Los más viejos sabrán con mayor claridad, si no les falla la memoria histórica, que los problemas de este país se encuentran en lo más profundo del entramado social y de nuestra constitución como ciudadanos y ciudadanas. Las problemáticas recientes más dramáticas de Colombia no obedecen, exclusivamente, a un proyecto político al que se ha reconocido como uribismo. Nuestra crisis es significativamente más profunda y arrastramos con ella hace más de treinta, de cincuenta, de cien años. Estas condiciones estructurales no se franquean de un solo brinco, como si fueran unos pocos escombros atravesados en el camino.
Mucho nos debe sugerir, para nuestra lucha, la lectura crítica del panorama político actual, por ejemplo, respecto a la putrefacción del sistema electoral y de las instituciones gubernamentales o sobre la decadencia ética de muchos políticos, la corrupción enquistada en los funcionarios públicos y en los políticos que pagan, muchas veces, con coimas del narcotráfico y de sus mecanismos de la muerte para la ejecución de actos fraudulentos y la manipulación de los instrumentos democráticos.
Una profunda y multidimensional tristeza comprende esta denominada «tusa política», esta decepción —que no es nueva y que muchos compartirán— de un sistema político cooptado por la asquerosa élite gubernamental, la misma que nos ha hecho creer que la democracia consiste en asistir a las urnas en un acto simbólico de renuncia al propio poder porque son otros, más bien ellos, los que deciden quién será el próximo presidente, el próximo alcalde, los ministros, los planes de gobierno, etc., y no el sujeto soberano de la democracia, el pueblo. Este contexto actual nos debe obligar a pensar en la verdadera función de las instituciones del gobierno y, por supuesto, en nuestro papel como sujetos históricos.
Cabe, de forma igualmente urgente, la crítica a un sistema educativo que tiene como función respaldar la ideología dominante y hacernos idiotas útiles para la concentración de los distintos poderes sociales (económico, político, militar y cultural) por parte de la élite. El sistema educativo debe construirnos como actores políticamente activos e informados, capaces de distinguir entre conceptos clásicos de la teoría, tales como «comunismo», «socialismo», «progresismo» o «autoritarismo»; y no dejarnos convencer por el miedo y por la historia oficial, construida desde arriba.
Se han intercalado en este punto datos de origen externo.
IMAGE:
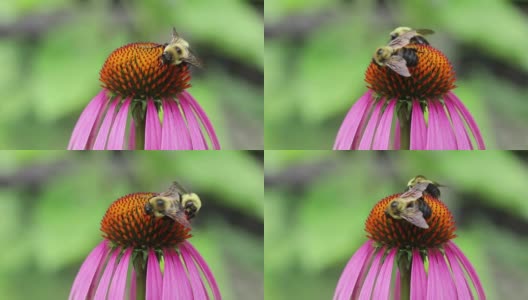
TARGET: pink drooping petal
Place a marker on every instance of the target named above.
(198, 288)
(418, 277)
(445, 275)
(397, 286)
(462, 287)
(168, 140)
(154, 279)
(153, 127)
(182, 281)
(397, 135)
(197, 137)
(462, 138)
(439, 280)
(203, 118)
(363, 124)
(468, 118)
(116, 140)
(382, 137)
(133, 286)
(368, 134)
(104, 283)
(350, 276)
(418, 128)
(118, 285)
(368, 284)
(87, 122)
(468, 267)
(363, 274)
(350, 125)
(433, 128)
(204, 267)
(382, 289)
(102, 135)
(87, 272)
(446, 130)
(183, 138)
(170, 289)
(132, 135)
(433, 278)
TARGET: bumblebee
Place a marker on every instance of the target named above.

Este es uno de los puntos más preocupantes y tristes de la situación actual. Desde la producción y reproducción de determinados miedos, llegamos al absurdo extremo de defender las mismas causas políticas que nos han arrebatado la posibilidad de construir una historia distinta a esta que se ha escrito con la sangre de nuestros campesinos, indígenas, juventudes, líderes sociales, líderes ambientales y un extenso etcétera. Desde el miedo a proyectos políticos progresistas, los marginados repiten lo que dicen los políticos tradicionales del país y dirigen su acción electoral hacia candidatos que representan la horda de corruptos, los dueños de la tierra, los señores de la guerra y terminan apoyando a un viejo retardatario al que solo se le escuchan insultos y amenazas, en lugar de un proyecto político que pretende ser un pacto histórico en defensa de la vida y de la dignidad.
Como ven, el camino es largo y culebrero. Hay mucho por hacer porque esta coyuntura no es el tan sonado fin de un proyecto político que nos ha condenado a la desgracia, sino el inicio de esa larga lucha.